Yes, you can take that title literally. While the debate goes on about whether a disaster recovery plan should be centred on back-up to hard disk or tape, there’s a new kid on the storage block (or around the corner for the moment) – DNA. In a paper entitled “Next-Generation Digital Information Storage in DNA”, authors George M.Church, Yuan Gao and Sriram Kosuri describe how to encode any digital information in DNA, a storage medium that in their words is one of the “most dense and stable” ones known. So how does it work? And how soon will you be able to use DNA in your DR?

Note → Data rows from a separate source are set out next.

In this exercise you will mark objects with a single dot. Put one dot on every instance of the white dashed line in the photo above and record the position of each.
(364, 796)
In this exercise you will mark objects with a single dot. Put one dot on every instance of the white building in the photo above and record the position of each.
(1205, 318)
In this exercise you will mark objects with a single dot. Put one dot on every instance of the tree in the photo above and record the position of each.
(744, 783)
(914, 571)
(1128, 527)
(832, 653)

First a word about the storage capacity of DNA itself: theoretically (and perhaps soon practically?), you can encode the equivalent of 100 billion DVDs onto one gram of Deoxyribonucleic acid. That’s an awful lot for any disaster recovery plan. The way the scientists accomplished the encoding they discuss in their paper was to build DNA artificially and then print portions of it onto a glass chip using an inkjet printer. Because the fragments were each encoded with an “address”, existing methods for reading DNA sequences could be used to read back from the chip and recover all the data encoded.

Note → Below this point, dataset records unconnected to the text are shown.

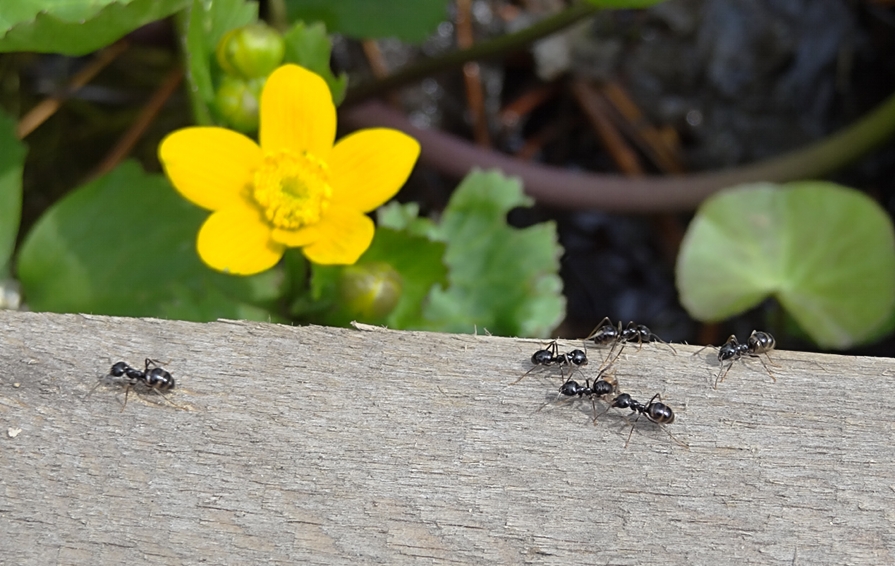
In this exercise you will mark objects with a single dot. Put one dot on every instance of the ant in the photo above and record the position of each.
(608, 333)
(153, 376)
(655, 411)
(550, 356)
(600, 387)
(759, 342)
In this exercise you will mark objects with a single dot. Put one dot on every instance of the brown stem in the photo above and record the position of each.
(580, 190)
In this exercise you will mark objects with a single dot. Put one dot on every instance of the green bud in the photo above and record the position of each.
(251, 51)
(370, 291)
(238, 100)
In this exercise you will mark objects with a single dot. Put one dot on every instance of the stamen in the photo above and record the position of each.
(292, 189)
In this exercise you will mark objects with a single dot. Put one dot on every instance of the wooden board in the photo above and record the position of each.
(320, 445)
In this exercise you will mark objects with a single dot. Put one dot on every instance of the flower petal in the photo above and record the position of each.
(237, 240)
(369, 167)
(211, 167)
(296, 238)
(345, 235)
(297, 112)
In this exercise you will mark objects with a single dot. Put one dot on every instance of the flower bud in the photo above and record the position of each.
(251, 51)
(237, 101)
(370, 291)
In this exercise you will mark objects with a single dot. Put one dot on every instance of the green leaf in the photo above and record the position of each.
(76, 27)
(125, 245)
(408, 20)
(502, 279)
(415, 258)
(399, 216)
(826, 253)
(309, 46)
(206, 23)
(12, 159)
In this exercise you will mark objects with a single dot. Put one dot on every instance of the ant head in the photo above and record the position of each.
(623, 401)
(570, 388)
(577, 357)
(660, 413)
(542, 357)
(760, 342)
(730, 349)
(157, 378)
(119, 369)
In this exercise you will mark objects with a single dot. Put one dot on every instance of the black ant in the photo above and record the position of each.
(600, 387)
(759, 342)
(153, 376)
(655, 411)
(550, 356)
(608, 333)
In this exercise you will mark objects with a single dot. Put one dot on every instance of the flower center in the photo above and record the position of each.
(292, 189)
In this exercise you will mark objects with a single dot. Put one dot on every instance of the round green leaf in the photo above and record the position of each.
(125, 244)
(825, 252)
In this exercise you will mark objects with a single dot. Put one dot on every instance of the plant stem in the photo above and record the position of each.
(497, 46)
(576, 190)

How soon can you have it for your disaster recovery plan? You’ll have to be patient. The encoding procedure for just a few megabytes of data took the scientists several days, way too slow for requirements in most disaster recovery plans. However, before you dismiss the idea, there are a few points to remember. Firstly, the process is now being accelerated. Secondly, the scientists used only equipment available off the shelf to do their DNA data storage and retrieval. And thirdly, costs of such equipment are dropping faster than in the electronic world. Who knows, maybe in a few years’ time…?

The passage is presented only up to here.